Despite its rather grim plotline - the story of a man who is haunted throughout his life by a vicious child-killer - this is a very good book which I enjoyed despite my initial suspicion.
The novel's narrator is a likable, multifaceted character, and the others characters are mainly very strong. I genuinely liked most of them, and yet simultaneously suspected all of them. It managed to keep me guessing as to the killer's identity right up until the last few pages - a rare feat for a book. RJ Ellory does a brilliant job of conjuring up an atmosphere of suspicion and fear, whilst setting it against the ordinary happenings of everyday life.

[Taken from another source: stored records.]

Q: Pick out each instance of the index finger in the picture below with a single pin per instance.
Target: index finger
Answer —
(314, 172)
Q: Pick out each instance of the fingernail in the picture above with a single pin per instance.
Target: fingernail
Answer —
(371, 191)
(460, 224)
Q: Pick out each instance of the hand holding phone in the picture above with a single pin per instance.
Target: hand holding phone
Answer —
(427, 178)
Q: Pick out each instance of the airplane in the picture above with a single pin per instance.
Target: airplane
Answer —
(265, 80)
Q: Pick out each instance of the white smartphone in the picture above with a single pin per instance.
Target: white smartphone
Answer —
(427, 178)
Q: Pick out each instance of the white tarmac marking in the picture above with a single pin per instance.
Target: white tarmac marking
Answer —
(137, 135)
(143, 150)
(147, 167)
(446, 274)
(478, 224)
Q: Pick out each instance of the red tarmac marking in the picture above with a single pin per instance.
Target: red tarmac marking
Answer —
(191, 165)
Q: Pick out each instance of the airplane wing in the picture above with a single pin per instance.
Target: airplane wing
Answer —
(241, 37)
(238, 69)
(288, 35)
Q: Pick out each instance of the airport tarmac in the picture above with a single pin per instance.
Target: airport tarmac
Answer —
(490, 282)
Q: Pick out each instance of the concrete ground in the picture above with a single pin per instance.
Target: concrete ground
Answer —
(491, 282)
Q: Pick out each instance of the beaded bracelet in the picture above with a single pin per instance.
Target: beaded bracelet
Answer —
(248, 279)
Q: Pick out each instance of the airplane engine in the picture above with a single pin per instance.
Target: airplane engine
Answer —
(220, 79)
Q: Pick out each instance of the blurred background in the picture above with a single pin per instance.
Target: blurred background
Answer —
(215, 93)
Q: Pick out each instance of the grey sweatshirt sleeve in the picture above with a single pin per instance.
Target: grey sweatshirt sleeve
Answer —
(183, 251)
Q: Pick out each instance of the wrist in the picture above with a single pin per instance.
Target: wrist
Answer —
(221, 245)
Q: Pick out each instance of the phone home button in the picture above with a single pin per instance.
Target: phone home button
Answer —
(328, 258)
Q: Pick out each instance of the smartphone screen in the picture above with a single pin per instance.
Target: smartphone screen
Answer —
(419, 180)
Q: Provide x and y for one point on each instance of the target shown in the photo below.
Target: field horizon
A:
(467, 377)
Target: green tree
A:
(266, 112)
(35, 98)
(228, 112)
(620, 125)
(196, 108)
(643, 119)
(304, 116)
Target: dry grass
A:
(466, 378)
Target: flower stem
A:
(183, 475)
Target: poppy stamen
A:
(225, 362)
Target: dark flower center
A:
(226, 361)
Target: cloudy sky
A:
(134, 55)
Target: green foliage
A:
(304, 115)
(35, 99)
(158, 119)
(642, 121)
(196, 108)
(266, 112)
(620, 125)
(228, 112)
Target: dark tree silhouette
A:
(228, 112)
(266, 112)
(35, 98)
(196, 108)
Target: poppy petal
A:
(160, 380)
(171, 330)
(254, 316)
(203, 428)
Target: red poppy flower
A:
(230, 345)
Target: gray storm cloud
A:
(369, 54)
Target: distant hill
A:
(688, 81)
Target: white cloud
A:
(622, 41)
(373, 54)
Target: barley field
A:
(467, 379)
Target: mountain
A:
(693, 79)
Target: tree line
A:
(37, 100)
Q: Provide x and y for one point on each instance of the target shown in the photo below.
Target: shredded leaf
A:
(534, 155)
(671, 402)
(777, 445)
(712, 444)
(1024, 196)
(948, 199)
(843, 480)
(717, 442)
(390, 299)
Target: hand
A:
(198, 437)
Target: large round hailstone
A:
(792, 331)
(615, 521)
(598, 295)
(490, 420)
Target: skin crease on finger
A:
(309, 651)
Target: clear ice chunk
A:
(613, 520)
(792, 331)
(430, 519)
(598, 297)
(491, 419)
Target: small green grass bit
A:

The writing is elegant and almost poetic in sections. However, at times I found it a little frustrating as it became bogged down in digressions or descriptions when I was desperate for it to get on with the plot. It also had a slowish start, although I did warm to it quite fast. As the story is narrated retrospectively it sometimes gave just a little too much hindsight, which did get annoying at times.
However, by the end of the book I was completely hooked and stayed up much later than I should have because I couldn't stop reading. It is gripping and compelling, and yet also manages to be thought provoking. This isn't a lightweight thriller - there is real depth to the characters and storytelling.
The subject matter (the murders of over 30 little girls) makes for uncomfortable reading at times, as you would expect, and the book is unflinching in describing the horror of these crimes. I found it deeply haunting, chilling and disquieting - the sort of book you lay awake thinking about.
Overall, a very powerful though somewhat upsetting book, which manages to combine a strong emotional element with a (mostly) page-turningly gripping plot.